Reviews for From Stalker to Soulmate
Cococauldroncakes chapter 1 . 3/25
This is so well written. Regulus is reminding me allot of Sirius here
Raven chapter 1 . 3/20/2017
[For some reason I clicked the wrong button by mistake, so ignore the other review - it is half done. I'm starting over (obviously c&ping what I've already written, lol :P)

Barty/Regulus - I have a feeling Sophie will have me hooked to this pairing by the end of this year D:
I'm reviewing as I'm reading, so it'll be a jumble of positives and concrit. Bear with me, lol.

I think you overdid with the book in the beginning. If you're describing it in too much detail, the precise name could be left out because too much info makes things slightly boring.

Oh! OHH, I get it! This is precious!

[requesting information from the bookshops, who had] - I can't point the reason exactly, but for some reason this sentence reads /wrong/. Try rewriting?

Again, I think the word 'book' was overused, which somehow took the spotlight away from the characters. It was as if the first section was just about the book and Barty/Reg was secondary. Oops!

Oh dear, I love the way Regulus is characterised. Confident, sassy, love him! (And poor, innocent Barty! :P)

Once again, I think the over-repetition of 'hand' was not required and it took attention away from the other things (like the action itself).

The second time you name the book - now /that/ is understandable, and the small description actually helps. Also, I'm loving the way you guys have written each scene so vividly. I can just picture them happening!

May I mention this here: I love your Madam Prince! xD

Barty's thoughts as the other kids chatter about make me feel sorry for him :( And, gods, I loved the way you painted such a depressing *cough cough* description of the manor.

The last 'Where is /mother/' was missing a question mark.

Damn! I hate Crouch Sr. for how he left his ailing wife to someone else's care just because he's too busy to look after her. That scene seriously made me cry! How can people even do that to their loved ones? Thinking there're things important than them?

The 12 O's. This is getting intense, and I'm hating Sr. more by minute (and loving Jr!)

Fuck! Is he even human, using an unforgivable on his own son? I mean I know he did that later, but right now, Barty's just an innocent child! He's practically pushing his son towards Voldemort! Never have I ever hated Barty Crouch Senior more!

[But even worse than that; he hadn't allowed Barty to visit his mother] - the semicolon should instead be a comma.

Oh, Barty! I feel so much for him, and I'm so glad Regulus is there to make him feel better. I like the way you wrote everything here - it felt so real - and Regulus was great!

[Last being, his mother] - comma not needed.

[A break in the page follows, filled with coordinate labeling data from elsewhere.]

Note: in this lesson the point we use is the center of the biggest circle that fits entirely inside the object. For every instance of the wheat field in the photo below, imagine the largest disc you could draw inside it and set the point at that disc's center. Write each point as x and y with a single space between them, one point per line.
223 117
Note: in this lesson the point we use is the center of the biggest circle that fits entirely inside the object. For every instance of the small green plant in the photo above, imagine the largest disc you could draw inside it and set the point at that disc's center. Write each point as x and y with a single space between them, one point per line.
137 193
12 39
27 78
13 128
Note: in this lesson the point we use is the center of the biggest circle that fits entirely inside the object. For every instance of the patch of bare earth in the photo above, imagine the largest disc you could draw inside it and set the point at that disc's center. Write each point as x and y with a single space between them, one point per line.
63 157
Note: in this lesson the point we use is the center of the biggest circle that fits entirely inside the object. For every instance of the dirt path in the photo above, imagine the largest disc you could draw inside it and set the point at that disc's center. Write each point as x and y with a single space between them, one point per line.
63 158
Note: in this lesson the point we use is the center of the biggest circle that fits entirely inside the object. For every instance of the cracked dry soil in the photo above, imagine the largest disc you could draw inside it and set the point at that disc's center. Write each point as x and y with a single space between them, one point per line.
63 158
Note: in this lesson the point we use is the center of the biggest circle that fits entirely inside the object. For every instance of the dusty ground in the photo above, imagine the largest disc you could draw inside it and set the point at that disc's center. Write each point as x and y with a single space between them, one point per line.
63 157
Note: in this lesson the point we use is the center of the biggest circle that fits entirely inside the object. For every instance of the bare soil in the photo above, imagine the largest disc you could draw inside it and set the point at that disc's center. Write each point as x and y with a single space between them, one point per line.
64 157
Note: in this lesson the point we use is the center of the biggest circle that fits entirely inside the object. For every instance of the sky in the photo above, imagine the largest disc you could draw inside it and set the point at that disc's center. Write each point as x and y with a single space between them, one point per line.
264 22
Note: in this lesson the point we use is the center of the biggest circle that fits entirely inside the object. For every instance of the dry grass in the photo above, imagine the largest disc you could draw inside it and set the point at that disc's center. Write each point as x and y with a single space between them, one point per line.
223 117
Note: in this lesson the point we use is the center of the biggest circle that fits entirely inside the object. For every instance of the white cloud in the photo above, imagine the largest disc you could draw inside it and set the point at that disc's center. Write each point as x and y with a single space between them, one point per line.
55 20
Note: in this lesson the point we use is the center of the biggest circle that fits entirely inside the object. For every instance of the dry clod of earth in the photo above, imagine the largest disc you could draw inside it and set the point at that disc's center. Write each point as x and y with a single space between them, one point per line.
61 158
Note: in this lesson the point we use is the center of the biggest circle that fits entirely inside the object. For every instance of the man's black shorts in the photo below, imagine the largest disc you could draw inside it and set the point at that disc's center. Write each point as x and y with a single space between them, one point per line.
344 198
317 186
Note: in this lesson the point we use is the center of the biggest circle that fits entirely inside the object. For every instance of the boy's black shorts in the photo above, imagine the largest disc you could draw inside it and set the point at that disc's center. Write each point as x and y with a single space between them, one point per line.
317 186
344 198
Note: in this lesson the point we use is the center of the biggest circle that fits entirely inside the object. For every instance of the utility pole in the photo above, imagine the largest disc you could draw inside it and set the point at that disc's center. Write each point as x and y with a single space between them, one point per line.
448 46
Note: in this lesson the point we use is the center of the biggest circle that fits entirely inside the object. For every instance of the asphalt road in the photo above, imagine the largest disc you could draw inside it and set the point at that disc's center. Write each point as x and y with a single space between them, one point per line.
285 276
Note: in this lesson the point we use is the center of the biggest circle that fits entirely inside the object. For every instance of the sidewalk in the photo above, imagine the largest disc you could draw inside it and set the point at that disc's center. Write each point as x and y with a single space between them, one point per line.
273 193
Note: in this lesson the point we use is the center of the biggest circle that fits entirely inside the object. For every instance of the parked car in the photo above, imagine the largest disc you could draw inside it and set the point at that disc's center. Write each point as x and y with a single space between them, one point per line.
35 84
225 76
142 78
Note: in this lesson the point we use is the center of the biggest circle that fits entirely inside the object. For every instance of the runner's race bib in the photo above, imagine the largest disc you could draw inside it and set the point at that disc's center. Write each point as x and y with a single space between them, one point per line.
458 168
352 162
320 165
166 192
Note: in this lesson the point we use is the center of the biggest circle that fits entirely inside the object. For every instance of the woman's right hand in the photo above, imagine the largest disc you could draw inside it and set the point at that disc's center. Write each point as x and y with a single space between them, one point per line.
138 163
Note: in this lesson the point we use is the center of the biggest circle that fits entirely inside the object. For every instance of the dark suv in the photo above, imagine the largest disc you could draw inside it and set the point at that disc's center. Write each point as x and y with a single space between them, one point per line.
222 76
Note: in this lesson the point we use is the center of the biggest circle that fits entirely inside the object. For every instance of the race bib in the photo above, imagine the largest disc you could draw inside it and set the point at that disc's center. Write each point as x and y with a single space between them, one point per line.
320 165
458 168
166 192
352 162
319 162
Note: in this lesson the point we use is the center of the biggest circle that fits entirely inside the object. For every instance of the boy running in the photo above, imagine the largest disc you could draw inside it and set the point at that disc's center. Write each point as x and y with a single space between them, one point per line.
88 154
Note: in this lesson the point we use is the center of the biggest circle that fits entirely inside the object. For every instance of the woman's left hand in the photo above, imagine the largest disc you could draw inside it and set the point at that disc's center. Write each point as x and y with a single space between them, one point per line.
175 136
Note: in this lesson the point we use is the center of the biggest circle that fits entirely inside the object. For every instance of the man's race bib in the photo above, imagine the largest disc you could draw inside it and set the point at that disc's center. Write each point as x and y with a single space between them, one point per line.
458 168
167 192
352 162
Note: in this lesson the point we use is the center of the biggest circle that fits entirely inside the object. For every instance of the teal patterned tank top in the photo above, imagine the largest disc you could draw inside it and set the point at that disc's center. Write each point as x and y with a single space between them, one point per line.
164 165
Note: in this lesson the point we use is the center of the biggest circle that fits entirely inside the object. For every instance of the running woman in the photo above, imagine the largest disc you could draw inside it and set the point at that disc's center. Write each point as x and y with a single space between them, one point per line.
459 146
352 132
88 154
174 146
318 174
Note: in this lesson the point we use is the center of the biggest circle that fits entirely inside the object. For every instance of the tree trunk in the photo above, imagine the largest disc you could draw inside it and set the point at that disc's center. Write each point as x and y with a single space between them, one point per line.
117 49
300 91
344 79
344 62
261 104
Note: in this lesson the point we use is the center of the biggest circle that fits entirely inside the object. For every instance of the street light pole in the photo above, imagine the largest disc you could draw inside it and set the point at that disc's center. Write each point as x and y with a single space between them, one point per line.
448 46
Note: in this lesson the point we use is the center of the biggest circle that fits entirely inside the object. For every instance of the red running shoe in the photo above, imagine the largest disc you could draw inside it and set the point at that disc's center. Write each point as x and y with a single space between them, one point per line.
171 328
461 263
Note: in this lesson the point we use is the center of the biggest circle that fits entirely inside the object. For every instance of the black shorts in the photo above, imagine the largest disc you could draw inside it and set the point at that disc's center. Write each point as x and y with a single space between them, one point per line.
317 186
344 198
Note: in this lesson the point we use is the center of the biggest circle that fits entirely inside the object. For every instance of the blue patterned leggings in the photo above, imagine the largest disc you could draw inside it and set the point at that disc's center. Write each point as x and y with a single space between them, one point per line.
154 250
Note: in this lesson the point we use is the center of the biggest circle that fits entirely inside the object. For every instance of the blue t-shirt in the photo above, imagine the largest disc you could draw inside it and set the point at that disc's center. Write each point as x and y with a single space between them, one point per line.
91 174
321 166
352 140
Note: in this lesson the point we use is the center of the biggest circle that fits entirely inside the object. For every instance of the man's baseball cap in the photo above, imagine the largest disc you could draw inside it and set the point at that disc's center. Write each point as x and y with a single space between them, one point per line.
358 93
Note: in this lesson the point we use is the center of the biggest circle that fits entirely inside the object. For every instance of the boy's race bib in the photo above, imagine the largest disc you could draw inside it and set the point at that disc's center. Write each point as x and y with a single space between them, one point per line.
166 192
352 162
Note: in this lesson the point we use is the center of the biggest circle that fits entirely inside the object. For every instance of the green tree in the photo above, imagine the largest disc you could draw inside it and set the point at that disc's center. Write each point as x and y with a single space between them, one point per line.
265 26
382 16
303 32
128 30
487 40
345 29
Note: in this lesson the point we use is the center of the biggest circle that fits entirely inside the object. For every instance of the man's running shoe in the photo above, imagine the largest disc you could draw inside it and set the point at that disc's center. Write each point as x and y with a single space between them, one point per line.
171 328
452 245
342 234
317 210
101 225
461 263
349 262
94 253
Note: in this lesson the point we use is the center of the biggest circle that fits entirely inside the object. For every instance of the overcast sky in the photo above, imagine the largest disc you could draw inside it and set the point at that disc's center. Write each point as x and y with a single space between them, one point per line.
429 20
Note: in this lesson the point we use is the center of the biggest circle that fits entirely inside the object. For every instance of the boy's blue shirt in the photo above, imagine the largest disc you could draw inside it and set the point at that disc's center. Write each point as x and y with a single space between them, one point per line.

[With that thought, he tried to tighten his grip even more, ignoring the part of him that wanted to just stay like that with Regulus] - this sentence has issues as it is self-contradictory.

[friends seemingly endless ebony eyes] - missing apostrophe in friends'.

Wow! This was an intense ride. It was well written, and I loved the way you characterised each character. The flow was great, and the plot in itself was woven so intricately, I feel it all happened in my brain as I read.
I loved this heads to toes; brilliant job, Liza and Sophie!

Cheers!
~Raven
Raven of the Shadows chapter 1 . 3/20/2017
Barty/Regulus - I have a feeling Sophie will have me hooked to this pairing by the end of this year D:
I'm reviewing as I'm reading, so it'll be a jumble of positives and concrit. Bear with me, lol.

I think you overdid with the book in the beginning. If you're describing it in too much detail, the precise name could be left out because too much info makes things slightly boring.

Oh! OHH, I get it! This is precious!

[requesting information from the bookshops, who had] - I can't point the reason exactly, but for some reason this sentence reads /wrong/. Try rewriting?

Again, I think the word 'book' was overused, which somehow took the spotlight away from the characters. It was as if the first section was just about the book and Barty/Reg was secondary. Oops!

Oh dear, I love the way Regulus is characterised. Confident, sassy, love him! (And poor, innocent Barty! :P)

Once again, I think the over-repetition of 'hand' was not required and it took attention away from the other things (like the action itself).

The second time you name the book - now /that/ is understandable, and the small description actually helps. Also, I'm loving the way you guys have written each scene so vividly. I can just picture them happening!